The goal of Beyond Eggs–and all Hampton Creek products–is to create an egg alternative that is compassionate, eco-friendly, and cholesterol free. So far, this sounds like something all of us do with flax eggs or Ener-G. But here’s where the interview got interesting: Josh’s focus is not only on products for the home cook. In fact, his primary target consumers are not individuals, but corporations. Josh wants to persuade large food manufacturers–think General Mills, or Frito Lay–to consider using an egg replacer. He dislikes the idea that right now, it’s cheaper to use conventional eggs, which are produced with tremendous cruelty, than it is to use a replacer. So his goal is to make Beyond Eggs cheaper for the companies who rely on eggs in baked goods, Mayo, and so forth. They’ll get the same results without the cages, the feed, the greenhouse gases, or the transportation cost.
As a food blogger, I spend a ton of time considering how new products might benefit me in my own kitchen, or how they’ll be of use to my readers. I give less thought to major food manufacturers. Change begins with each of us, but of course, food companies wield tremendous power, too, and the bigger they are, the greater their influence. Just imagine how many less eggs would be used each year if a major cookie, cracker, or pastry manufacturer switched to Beyond Eggs? And since Josh’s goal is to make Beyond Eggs more affordable for food manufacturers than eggs, these companies will benefit as well.
In order to give me a sense of how authentic and useful Beyond Eggs can be, the Hampton Creek team sent me some of their Just Mayo. It’s a full fat mayonnaise that uses Beyond Eggs (and its magical yellow pea protein) in place of egg yolk in the emulsification process. It’s also
…and contains no artificial colors or flavors. Phew!
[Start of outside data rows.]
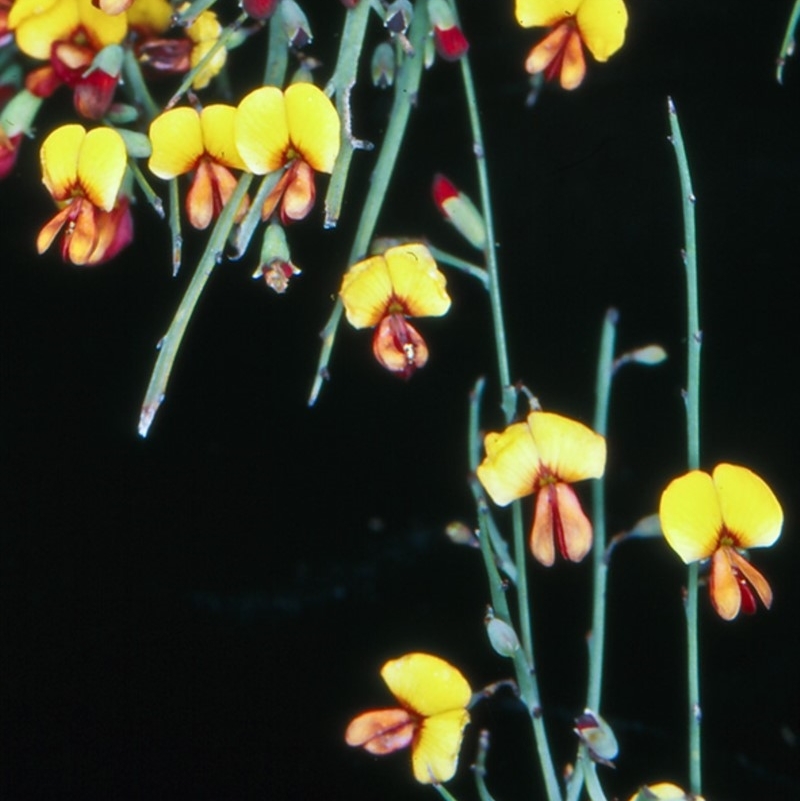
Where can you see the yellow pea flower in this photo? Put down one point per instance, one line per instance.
(83, 173)
(598, 24)
(433, 697)
(714, 517)
(185, 140)
(546, 454)
(296, 130)
(382, 291)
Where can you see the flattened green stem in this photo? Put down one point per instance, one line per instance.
(443, 257)
(277, 53)
(692, 402)
(340, 85)
(405, 95)
(169, 345)
(788, 43)
(605, 371)
(524, 667)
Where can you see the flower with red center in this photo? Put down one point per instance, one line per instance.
(546, 454)
(297, 131)
(714, 517)
(382, 291)
(184, 140)
(83, 172)
(432, 716)
(598, 24)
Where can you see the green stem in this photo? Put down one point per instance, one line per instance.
(443, 257)
(605, 370)
(524, 668)
(788, 43)
(692, 402)
(168, 348)
(404, 99)
(340, 85)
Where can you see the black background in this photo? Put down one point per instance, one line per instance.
(198, 615)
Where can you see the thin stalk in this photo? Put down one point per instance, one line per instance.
(788, 43)
(524, 669)
(405, 96)
(605, 371)
(443, 257)
(340, 85)
(692, 403)
(169, 345)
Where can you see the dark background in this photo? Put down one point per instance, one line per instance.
(199, 615)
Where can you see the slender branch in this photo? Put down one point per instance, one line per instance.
(692, 402)
(405, 97)
(788, 43)
(169, 345)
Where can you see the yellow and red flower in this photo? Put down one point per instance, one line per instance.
(83, 172)
(382, 291)
(186, 140)
(296, 130)
(599, 25)
(714, 517)
(432, 716)
(546, 454)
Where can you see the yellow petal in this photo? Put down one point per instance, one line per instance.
(101, 29)
(177, 140)
(261, 130)
(511, 466)
(434, 755)
(690, 516)
(602, 24)
(544, 13)
(426, 684)
(568, 449)
(365, 292)
(59, 159)
(416, 281)
(314, 127)
(723, 585)
(39, 23)
(101, 166)
(381, 731)
(750, 509)
(217, 124)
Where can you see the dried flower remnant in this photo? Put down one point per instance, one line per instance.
(185, 140)
(545, 455)
(599, 25)
(382, 291)
(297, 131)
(433, 697)
(83, 172)
(715, 517)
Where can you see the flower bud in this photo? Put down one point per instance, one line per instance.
(449, 39)
(383, 65)
(502, 637)
(460, 210)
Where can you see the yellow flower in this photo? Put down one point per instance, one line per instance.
(83, 172)
(597, 24)
(664, 791)
(185, 140)
(37, 24)
(433, 697)
(546, 454)
(382, 291)
(296, 130)
(714, 516)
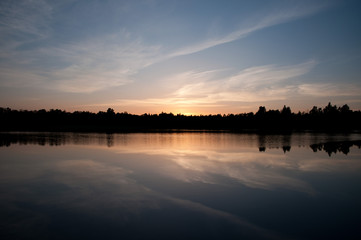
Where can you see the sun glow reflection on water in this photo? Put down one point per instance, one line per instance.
(164, 185)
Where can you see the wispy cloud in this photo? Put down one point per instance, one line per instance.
(206, 89)
(270, 19)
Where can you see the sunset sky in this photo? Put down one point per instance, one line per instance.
(180, 56)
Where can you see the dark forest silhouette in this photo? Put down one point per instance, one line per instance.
(328, 119)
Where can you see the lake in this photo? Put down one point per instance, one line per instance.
(185, 185)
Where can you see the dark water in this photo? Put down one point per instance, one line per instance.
(180, 186)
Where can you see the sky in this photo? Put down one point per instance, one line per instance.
(179, 56)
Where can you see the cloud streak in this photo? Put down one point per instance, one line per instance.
(273, 19)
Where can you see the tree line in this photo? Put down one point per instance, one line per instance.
(329, 118)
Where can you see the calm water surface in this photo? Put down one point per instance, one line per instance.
(179, 186)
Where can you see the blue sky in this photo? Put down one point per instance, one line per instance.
(191, 57)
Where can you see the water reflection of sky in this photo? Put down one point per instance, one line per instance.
(179, 186)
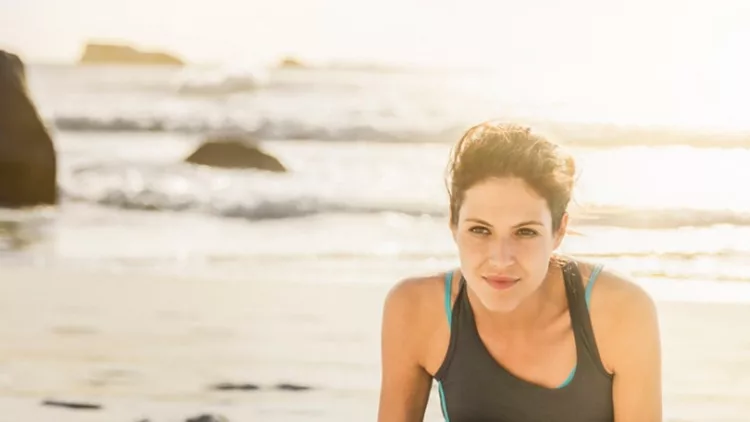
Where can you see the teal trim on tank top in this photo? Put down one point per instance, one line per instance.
(448, 289)
(449, 313)
(589, 287)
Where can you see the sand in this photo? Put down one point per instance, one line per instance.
(151, 346)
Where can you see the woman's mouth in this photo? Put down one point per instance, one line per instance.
(501, 282)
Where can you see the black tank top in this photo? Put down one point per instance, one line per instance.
(474, 387)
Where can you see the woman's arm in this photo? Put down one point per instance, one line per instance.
(635, 356)
(405, 385)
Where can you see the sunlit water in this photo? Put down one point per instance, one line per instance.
(671, 214)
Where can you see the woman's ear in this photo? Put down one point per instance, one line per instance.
(561, 231)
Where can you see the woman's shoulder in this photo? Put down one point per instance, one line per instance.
(419, 295)
(414, 314)
(622, 313)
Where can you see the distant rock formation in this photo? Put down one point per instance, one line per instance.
(235, 152)
(28, 162)
(95, 53)
(291, 63)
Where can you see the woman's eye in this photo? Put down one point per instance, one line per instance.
(480, 230)
(525, 232)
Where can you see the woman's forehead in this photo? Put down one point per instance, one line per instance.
(504, 200)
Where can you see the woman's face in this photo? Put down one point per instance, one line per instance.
(505, 241)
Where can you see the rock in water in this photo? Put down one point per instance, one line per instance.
(95, 53)
(235, 152)
(28, 162)
(208, 418)
(72, 405)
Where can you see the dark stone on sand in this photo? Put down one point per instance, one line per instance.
(292, 387)
(99, 53)
(208, 418)
(28, 162)
(227, 386)
(235, 153)
(72, 405)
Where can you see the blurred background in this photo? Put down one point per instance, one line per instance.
(242, 181)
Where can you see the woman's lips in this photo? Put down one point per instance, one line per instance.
(501, 282)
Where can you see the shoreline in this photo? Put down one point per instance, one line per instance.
(152, 346)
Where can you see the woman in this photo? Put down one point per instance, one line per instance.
(518, 333)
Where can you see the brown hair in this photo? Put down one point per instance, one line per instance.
(507, 150)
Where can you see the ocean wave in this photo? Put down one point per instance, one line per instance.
(263, 129)
(219, 82)
(259, 196)
(379, 130)
(659, 218)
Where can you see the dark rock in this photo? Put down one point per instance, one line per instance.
(95, 53)
(28, 162)
(234, 152)
(72, 405)
(292, 387)
(208, 418)
(226, 386)
(291, 63)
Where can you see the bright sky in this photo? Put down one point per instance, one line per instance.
(631, 33)
(688, 56)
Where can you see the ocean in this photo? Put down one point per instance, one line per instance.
(365, 194)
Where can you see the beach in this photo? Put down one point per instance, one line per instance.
(152, 347)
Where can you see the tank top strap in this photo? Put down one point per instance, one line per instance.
(578, 302)
(447, 297)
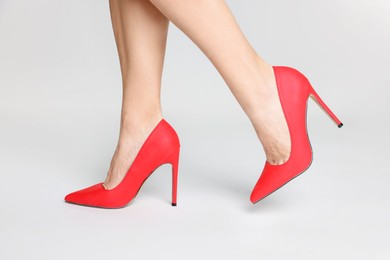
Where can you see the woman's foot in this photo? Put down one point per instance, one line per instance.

That’s one very special vegan mayo!
So what’s next for Hampton Creek Foods? Soon, Just Mayo will be replacing Whole Foods’ mayo in the prepared foods in select regions. Within the next four to six months, a consumer-facing version of Just Mayo should be available. Meanwhile, Beyond Eggs for cookies should be available in the next three to six months, and more versions of the product will be release after that. The price point of Just Mayo is TBD.The scrambled egg product that Hampton Creek Foods is working on will feature an ingredient native to South America–super secret for now. And the team is also working on a product called “Eat the Dough”–a vegan, gluten free, and totally edible cookie dough that uses sorghum as a primary ingredient.In all, it was very exciting to chat with the Hampton Creek team about their upcoming work. It’s great to see socially responsible, passionate, and committed brands like this emerging in the vegan food world, and I’m also struck by their sourcing of non-GMO, gluten free ingredients. I look forward to giving you more info on what the company is up to–and you can be sure I’ll announce it when Just May or Beyond Eggs is hitting stores!